Oggi l'avvocato del popolo, tra un nuovo post di Rocco Casalino e una passeggiata sotto i riflettori per una pausa caffè, ha forse trovato i numeri per succedere per la terza volta a se stesso. Sarà cosa buona e giusta? La pandemia finisce per essere il coperchio per quasi tutto e in quasi tutto il mondo. Certo, il pastrocchio italiano è difficile da giustificare con chi, in Europa, ci ha dato una straordinaria apertura di credito con il Recovery Fund. Più o meno la metà dei 209 miliardi andrà restituita, ma intanto salviamoci dal virus (i 32 milioni del Mes sarebbero stati spendibili da giugno, peccato) e facciamo ripartire l'economia appena possibile, magari con idee più chiare di quelle che gli strateghi hanno espresso sinora. Con capitoli di spesa che sanno tanto di slogan, tipo rivoluzione verde, transizione ecologica, turismo e cultura 4.0. Un "Piano nazionale di ripresa e resilienza" (e basta con questa resilienza) di 169 pagine, ancora molta fuffa e poca sostanza. Inutile dire che non si parla più di riforma (vera) della burocrazia. Superfluo aggiungere che la Sardegna potrebbe rimanere ai margini. Si sa già, per esempio, che una miliardata di euro sarà trovata per la riconversione energetica dell'Ilva di Taranto. Nemmeno un ciao per le nostre centrali che, dal primo gennaio 2026, non potranno più andare a carbone. Metano? Idrogeno? Gassosa?
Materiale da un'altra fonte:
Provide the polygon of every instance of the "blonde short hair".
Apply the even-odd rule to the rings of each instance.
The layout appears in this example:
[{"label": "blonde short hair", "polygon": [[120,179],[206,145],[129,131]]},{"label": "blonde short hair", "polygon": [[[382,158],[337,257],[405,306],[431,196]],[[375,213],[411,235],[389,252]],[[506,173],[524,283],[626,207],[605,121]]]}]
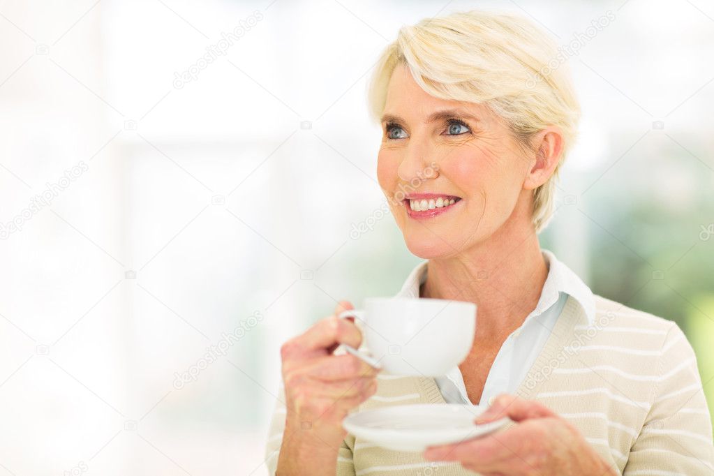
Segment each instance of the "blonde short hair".
[{"label": "blonde short hair", "polygon": [[518,143],[555,126],[563,138],[558,166],[533,191],[536,233],[553,213],[558,172],[575,142],[580,105],[570,71],[554,40],[518,14],[481,10],[421,20],[402,27],[383,50],[368,85],[368,106],[380,121],[395,67],[407,66],[429,94],[479,103],[503,118]]}]

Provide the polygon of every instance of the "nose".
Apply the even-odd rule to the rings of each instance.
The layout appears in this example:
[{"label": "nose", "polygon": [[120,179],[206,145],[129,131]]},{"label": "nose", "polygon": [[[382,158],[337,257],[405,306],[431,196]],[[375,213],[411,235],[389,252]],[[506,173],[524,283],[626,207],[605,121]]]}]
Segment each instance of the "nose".
[{"label": "nose", "polygon": [[430,160],[431,156],[431,147],[426,141],[411,138],[397,170],[399,178],[404,182],[411,182],[416,178],[420,181],[435,178],[438,172]]}]

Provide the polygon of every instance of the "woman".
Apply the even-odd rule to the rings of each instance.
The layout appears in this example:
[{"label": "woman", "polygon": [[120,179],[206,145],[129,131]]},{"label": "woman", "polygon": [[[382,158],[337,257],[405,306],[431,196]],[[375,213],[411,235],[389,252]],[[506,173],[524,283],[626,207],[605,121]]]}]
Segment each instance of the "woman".
[{"label": "woman", "polygon": [[[370,101],[377,171],[407,247],[424,258],[397,295],[476,303],[466,359],[436,379],[387,378],[351,355],[336,315],[281,348],[267,465],[278,475],[710,475],[714,446],[692,348],[675,323],[593,295],[538,233],[553,213],[579,106],[554,43],[508,14],[403,28]],[[348,435],[351,412],[489,405],[491,435],[391,451]]]}]

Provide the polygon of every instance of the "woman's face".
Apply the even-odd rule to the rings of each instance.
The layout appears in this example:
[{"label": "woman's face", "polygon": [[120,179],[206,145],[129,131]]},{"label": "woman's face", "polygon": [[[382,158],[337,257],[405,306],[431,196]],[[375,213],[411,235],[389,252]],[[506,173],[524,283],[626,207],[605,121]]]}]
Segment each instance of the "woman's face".
[{"label": "woman's face", "polygon": [[528,225],[523,206],[529,208],[532,190],[524,180],[533,163],[488,108],[435,98],[400,64],[383,118],[377,176],[413,254],[454,255],[504,223]]}]

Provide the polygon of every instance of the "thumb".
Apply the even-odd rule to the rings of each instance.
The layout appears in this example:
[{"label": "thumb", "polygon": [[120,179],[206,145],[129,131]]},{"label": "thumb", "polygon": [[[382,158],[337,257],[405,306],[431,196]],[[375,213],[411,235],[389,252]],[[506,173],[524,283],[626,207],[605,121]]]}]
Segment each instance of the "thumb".
[{"label": "thumb", "polygon": [[553,415],[555,413],[552,410],[538,402],[504,393],[496,397],[493,404],[479,415],[475,422],[482,425],[503,417],[520,422],[530,418],[544,418]]}]

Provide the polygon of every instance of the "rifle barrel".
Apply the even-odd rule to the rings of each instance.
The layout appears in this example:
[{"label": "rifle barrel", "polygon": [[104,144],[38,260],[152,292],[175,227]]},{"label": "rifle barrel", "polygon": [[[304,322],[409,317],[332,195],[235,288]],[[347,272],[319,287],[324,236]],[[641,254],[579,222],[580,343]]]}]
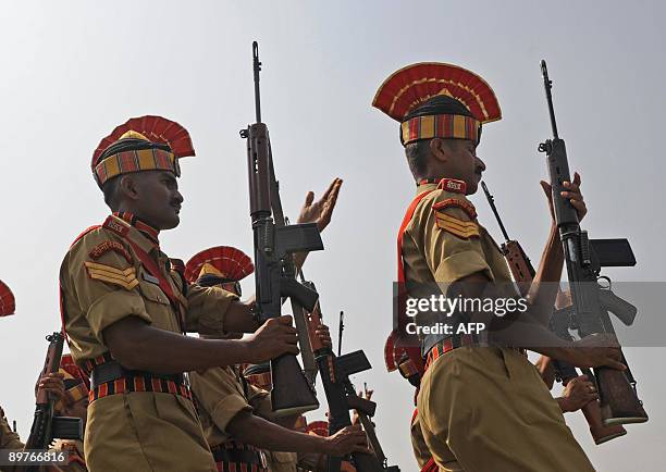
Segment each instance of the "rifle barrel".
[{"label": "rifle barrel", "polygon": [[493,197],[491,195],[491,192],[488,189],[488,186],[485,185],[485,182],[481,182],[481,188],[483,188],[483,192],[485,194],[485,198],[488,199],[488,203],[491,206],[491,210],[493,210],[493,213],[495,214],[495,219],[497,220],[497,223],[499,224],[499,229],[502,229],[502,234],[504,235],[504,239],[505,240],[510,240],[508,237],[508,233],[506,232],[506,228],[504,227],[504,223],[502,223],[502,219],[499,218],[499,213],[497,212],[497,207],[495,207],[495,197]]},{"label": "rifle barrel", "polygon": [[259,62],[259,44],[252,41],[252,70],[255,72],[255,115],[257,123],[261,123],[261,97],[259,94],[259,72],[261,71],[261,62]]},{"label": "rifle barrel", "polygon": [[553,96],[551,89],[553,88],[553,80],[548,78],[548,69],[545,60],[541,60],[541,74],[543,75],[543,86],[546,91],[546,100],[548,102],[548,113],[551,114],[551,127],[553,128],[553,137],[559,139],[557,136],[557,123],[555,122],[555,109],[553,108]]}]

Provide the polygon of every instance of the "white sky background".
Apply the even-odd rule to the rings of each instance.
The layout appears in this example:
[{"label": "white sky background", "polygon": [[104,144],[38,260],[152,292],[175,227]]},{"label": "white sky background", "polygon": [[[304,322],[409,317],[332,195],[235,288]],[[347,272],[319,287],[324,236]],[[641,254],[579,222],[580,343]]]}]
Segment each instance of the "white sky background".
[{"label": "white sky background", "polygon": [[[583,226],[592,237],[629,238],[639,261],[607,273],[663,281],[665,13],[657,1],[4,3],[0,278],[17,312],[0,320],[0,405],[27,437],[44,336],[60,326],[60,261],[79,232],[107,215],[90,157],[128,117],[175,120],[197,150],[183,161],[182,223],[162,235],[163,250],[183,259],[220,244],[251,251],[238,129],[254,121],[250,42],[258,39],[263,120],[285,211],[295,219],[307,190],[319,196],[333,177],[345,181],[326,250],[311,254],[306,274],[334,338],[344,309],[344,350],[365,349],[374,367],[355,381],[375,389],[390,461],[416,470],[412,387],[386,374],[383,361],[395,235],[414,183],[397,123],[370,107],[377,88],[419,61],[459,64],[491,84],[504,119],[484,128],[479,156],[509,235],[536,261],[548,224],[539,187],[546,167],[535,151],[551,135],[539,70],[545,58],[559,133],[571,169],[582,173]],[[482,195],[472,201],[501,239]],[[251,293],[250,283],[244,287]],[[649,423],[596,447],[582,414],[566,415],[600,471],[663,470],[664,353],[627,349]]]}]

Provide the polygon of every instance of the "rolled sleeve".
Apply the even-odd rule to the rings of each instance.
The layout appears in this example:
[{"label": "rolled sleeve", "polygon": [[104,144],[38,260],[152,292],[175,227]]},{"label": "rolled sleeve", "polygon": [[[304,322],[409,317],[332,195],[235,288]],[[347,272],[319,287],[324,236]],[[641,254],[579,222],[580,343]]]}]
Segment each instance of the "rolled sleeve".
[{"label": "rolled sleeve", "polygon": [[240,395],[230,395],[213,407],[210,417],[220,431],[227,433],[226,426],[240,411],[252,411],[252,407]]},{"label": "rolled sleeve", "polygon": [[86,319],[90,325],[92,334],[101,341],[102,331],[122,320],[123,318],[135,315],[146,323],[152,320],[146,311],[146,305],[141,296],[134,290],[108,291],[96,299],[88,308]]},{"label": "rolled sleeve", "polygon": [[192,390],[200,408],[223,433],[240,411],[252,411],[243,394],[236,373],[231,368],[213,368],[190,373]]},{"label": "rolled sleeve", "polygon": [[439,282],[455,282],[478,272],[483,272],[491,281],[493,280],[493,274],[483,256],[474,250],[465,250],[440,261],[434,276]]}]

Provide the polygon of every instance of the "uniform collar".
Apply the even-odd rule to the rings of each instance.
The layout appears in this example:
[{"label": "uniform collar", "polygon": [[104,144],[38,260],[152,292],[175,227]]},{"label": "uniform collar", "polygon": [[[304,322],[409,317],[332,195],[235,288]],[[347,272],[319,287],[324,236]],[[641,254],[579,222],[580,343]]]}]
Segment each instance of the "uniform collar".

Aspettiamo che anche i nostri venticinque parlamentari, ognuno nella sua squadra, facciano il loro gioco per dare un futuro parlamentare al Governo. Il voto no, sarebbe una sciagura. Il Covid, l'Europa, lo spread. E poi, con nuove elezioni, lasceremo a casa 345 parlamentari. Chi volete che si muova da lì.